Editor's Note: Below is an excerpt from a research note published by our Energy analyst team on August 8, 2018. Shares of TUSK were trading around $40/share. The stock has tumbled since then and is down approximately 25%. For more information on accessing our institutional research email email@example.com.
The soap opera nature of this story and its dependence on an allegedly corrupt public utility, PREPA (Congress’ words not ours) could and maybe should have provided the catalysts needed to make the idea work. Yet, Cobra has been able to navigate the potential political potholes on its way from an initial $200MM contract to ~$1.9B in total contract awards.
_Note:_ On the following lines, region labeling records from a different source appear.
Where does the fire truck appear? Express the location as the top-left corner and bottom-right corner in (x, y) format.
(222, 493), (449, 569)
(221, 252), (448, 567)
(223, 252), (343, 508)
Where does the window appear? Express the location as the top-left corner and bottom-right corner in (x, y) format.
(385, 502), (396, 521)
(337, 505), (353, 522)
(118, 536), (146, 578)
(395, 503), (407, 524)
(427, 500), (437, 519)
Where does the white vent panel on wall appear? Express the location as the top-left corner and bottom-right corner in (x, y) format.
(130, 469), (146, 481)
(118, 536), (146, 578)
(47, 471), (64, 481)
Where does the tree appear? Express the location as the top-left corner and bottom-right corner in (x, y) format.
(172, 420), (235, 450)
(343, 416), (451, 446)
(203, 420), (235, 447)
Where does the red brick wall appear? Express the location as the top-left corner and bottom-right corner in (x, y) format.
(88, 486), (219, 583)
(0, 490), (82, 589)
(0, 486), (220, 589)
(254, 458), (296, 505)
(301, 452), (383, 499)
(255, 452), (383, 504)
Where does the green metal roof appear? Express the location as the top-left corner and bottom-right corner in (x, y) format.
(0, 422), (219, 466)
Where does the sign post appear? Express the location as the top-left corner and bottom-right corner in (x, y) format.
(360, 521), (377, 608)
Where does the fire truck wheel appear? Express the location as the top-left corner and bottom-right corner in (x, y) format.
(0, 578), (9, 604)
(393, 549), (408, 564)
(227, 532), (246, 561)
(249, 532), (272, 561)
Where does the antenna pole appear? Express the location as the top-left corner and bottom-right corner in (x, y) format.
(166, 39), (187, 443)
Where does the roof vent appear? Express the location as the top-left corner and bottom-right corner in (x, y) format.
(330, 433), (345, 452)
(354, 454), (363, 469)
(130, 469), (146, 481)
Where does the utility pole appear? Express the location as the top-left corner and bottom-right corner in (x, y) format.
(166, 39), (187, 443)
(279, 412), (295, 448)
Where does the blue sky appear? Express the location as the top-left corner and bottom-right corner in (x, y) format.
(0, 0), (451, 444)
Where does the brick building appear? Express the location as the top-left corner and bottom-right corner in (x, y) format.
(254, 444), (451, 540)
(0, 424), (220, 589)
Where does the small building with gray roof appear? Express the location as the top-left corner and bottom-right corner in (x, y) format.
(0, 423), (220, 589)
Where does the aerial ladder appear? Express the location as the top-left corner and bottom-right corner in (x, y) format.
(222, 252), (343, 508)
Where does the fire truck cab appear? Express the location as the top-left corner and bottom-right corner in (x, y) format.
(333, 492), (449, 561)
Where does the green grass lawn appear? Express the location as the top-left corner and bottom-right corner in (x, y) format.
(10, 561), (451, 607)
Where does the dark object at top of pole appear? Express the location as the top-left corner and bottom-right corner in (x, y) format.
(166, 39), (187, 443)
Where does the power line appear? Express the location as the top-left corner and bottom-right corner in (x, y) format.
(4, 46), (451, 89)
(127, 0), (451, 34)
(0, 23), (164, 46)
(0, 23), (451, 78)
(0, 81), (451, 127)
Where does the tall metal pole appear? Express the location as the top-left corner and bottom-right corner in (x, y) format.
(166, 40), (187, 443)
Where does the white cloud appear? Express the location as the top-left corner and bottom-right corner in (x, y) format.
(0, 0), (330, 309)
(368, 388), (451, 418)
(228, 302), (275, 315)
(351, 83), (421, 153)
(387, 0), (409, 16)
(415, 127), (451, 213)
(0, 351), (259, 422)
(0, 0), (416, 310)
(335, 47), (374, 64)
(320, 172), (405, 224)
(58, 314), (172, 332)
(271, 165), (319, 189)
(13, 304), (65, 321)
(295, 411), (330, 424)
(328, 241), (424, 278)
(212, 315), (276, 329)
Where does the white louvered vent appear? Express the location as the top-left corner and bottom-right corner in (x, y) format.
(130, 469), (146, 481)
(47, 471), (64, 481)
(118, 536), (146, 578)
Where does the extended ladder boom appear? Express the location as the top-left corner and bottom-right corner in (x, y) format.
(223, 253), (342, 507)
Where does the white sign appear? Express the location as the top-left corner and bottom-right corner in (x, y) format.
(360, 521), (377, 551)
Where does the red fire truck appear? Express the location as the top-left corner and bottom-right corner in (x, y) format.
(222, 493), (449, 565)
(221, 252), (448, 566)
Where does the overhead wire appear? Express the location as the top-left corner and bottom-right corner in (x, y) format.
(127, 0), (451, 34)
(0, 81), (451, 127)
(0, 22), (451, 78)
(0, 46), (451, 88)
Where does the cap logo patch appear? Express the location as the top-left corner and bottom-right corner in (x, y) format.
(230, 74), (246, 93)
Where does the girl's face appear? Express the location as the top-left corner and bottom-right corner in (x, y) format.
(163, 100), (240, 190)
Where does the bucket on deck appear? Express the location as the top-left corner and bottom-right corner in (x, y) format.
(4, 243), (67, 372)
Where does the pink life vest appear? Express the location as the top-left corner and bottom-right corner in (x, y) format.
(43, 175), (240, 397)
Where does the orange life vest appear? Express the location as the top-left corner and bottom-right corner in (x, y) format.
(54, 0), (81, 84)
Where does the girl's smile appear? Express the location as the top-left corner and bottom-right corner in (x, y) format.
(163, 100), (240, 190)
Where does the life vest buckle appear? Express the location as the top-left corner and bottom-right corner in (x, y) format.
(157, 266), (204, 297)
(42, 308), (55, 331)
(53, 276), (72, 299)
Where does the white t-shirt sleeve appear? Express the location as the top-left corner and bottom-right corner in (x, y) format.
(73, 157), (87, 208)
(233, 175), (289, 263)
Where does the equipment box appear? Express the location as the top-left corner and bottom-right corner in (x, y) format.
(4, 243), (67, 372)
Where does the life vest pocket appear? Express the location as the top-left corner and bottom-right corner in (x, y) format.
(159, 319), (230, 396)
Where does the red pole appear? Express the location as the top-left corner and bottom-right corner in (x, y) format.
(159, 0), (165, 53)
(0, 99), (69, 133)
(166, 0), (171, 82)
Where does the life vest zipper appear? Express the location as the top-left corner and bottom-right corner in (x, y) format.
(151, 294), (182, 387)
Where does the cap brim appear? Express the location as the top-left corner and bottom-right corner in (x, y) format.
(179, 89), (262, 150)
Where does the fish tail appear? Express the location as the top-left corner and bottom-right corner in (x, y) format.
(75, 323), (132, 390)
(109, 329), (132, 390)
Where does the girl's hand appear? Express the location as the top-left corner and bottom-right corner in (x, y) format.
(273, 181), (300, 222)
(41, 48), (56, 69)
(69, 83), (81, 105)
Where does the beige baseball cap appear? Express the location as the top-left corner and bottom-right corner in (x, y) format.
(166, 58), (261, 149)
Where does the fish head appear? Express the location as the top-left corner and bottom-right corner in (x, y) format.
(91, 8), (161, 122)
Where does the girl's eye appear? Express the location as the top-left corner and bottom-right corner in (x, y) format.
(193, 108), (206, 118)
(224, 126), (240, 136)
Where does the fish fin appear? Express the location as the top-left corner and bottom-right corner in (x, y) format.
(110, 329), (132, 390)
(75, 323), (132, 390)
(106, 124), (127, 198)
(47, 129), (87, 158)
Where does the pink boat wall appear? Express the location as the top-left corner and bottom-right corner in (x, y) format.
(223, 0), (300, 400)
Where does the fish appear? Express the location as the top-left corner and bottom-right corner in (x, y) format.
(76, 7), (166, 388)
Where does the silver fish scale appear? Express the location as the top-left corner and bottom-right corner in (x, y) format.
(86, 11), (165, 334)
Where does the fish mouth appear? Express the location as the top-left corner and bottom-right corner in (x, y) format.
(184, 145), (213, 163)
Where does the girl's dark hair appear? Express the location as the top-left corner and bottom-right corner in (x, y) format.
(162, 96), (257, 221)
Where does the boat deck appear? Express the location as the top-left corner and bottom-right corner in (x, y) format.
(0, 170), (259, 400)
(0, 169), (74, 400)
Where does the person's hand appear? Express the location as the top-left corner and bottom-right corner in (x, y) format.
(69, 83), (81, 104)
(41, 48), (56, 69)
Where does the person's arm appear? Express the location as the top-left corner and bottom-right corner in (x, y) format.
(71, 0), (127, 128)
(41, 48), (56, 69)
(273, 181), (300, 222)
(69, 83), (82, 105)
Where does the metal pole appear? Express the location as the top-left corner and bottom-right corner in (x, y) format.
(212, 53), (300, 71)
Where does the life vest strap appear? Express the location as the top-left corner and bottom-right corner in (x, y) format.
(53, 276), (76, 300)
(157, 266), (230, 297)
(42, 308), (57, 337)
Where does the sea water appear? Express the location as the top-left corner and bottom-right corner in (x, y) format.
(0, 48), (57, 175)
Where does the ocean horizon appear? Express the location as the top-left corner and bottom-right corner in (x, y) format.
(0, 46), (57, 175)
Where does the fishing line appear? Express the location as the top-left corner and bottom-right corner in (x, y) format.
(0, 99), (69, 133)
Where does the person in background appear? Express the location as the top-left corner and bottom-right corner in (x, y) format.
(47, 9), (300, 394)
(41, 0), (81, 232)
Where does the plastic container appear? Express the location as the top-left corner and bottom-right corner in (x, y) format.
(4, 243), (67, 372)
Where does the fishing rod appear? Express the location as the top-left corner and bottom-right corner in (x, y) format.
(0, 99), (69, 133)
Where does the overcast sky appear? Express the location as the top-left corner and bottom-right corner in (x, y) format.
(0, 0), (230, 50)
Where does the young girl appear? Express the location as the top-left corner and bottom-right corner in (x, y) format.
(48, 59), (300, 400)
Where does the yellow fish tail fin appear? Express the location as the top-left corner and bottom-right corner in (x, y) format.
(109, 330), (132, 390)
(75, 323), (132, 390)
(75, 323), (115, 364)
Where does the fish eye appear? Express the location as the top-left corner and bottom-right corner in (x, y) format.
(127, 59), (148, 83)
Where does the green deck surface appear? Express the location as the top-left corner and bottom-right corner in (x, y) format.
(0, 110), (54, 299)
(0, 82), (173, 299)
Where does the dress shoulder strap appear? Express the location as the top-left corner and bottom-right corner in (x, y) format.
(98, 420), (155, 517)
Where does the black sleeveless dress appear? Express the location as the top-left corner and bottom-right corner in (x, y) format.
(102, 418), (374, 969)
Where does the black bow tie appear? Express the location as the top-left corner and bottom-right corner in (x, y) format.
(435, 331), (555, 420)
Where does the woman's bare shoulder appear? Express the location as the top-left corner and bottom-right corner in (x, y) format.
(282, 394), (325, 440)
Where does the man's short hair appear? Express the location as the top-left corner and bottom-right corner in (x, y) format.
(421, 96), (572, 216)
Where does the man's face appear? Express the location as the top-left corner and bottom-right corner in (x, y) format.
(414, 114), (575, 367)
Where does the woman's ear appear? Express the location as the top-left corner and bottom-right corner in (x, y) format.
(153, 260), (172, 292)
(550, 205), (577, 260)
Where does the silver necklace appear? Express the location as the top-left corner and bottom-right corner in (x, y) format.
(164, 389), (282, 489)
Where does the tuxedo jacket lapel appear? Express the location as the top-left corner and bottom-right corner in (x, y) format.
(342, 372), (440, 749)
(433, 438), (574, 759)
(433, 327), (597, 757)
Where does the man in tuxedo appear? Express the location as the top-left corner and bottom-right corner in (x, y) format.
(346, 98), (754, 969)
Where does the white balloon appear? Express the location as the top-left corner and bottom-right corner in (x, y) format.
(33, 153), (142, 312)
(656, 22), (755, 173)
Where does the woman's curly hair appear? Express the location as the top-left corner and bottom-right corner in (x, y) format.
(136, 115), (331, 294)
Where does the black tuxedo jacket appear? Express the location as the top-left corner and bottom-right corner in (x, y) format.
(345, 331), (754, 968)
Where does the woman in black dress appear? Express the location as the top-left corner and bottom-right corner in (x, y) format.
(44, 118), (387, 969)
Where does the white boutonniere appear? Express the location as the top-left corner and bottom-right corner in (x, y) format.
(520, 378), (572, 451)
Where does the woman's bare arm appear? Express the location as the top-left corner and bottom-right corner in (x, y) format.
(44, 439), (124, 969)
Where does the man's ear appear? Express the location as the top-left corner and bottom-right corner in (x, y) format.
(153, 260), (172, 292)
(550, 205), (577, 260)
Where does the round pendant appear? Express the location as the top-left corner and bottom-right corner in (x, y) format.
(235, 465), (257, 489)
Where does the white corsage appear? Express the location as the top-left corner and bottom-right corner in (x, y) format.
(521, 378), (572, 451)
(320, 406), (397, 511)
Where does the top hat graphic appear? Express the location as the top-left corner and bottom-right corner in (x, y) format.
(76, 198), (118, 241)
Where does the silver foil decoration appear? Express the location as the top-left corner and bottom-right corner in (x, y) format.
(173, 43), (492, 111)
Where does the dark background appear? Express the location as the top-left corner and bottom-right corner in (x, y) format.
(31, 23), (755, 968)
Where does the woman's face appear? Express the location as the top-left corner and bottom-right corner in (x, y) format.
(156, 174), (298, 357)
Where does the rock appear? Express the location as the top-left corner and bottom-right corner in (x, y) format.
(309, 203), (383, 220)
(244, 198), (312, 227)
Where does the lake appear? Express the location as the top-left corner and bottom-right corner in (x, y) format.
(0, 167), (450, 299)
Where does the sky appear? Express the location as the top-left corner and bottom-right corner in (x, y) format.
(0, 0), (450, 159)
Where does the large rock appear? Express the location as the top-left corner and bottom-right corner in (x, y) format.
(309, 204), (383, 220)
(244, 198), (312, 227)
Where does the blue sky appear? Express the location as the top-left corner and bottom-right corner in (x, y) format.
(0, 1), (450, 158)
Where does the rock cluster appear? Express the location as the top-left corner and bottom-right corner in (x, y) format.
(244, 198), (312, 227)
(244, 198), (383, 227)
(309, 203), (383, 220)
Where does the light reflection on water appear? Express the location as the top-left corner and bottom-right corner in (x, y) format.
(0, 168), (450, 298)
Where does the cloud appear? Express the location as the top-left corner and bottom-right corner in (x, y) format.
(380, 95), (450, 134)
In our initial work on TUSK, we didn’t believe that Cobra would win a 2nd contract in any material amount ($900MM) or at the high rates (~$3.9K/day for T&D employees) that it was able to attain in what was presented as a competitively bid RFP process (more on that HERE). But, we did like the risk/reward TUSK offered at $33 and we still like it at $38.
We value TUSK’s ex. PREPA businesses at ~$22/share assuming a mid-point blended multiple of 5.2x on EBITDA estimates of ~$185MM. Assuming no additional contract awards in Puerto Rico, and once the remaining $985MM is exhausted, we get to an equity value of $27/share, or 30% downside.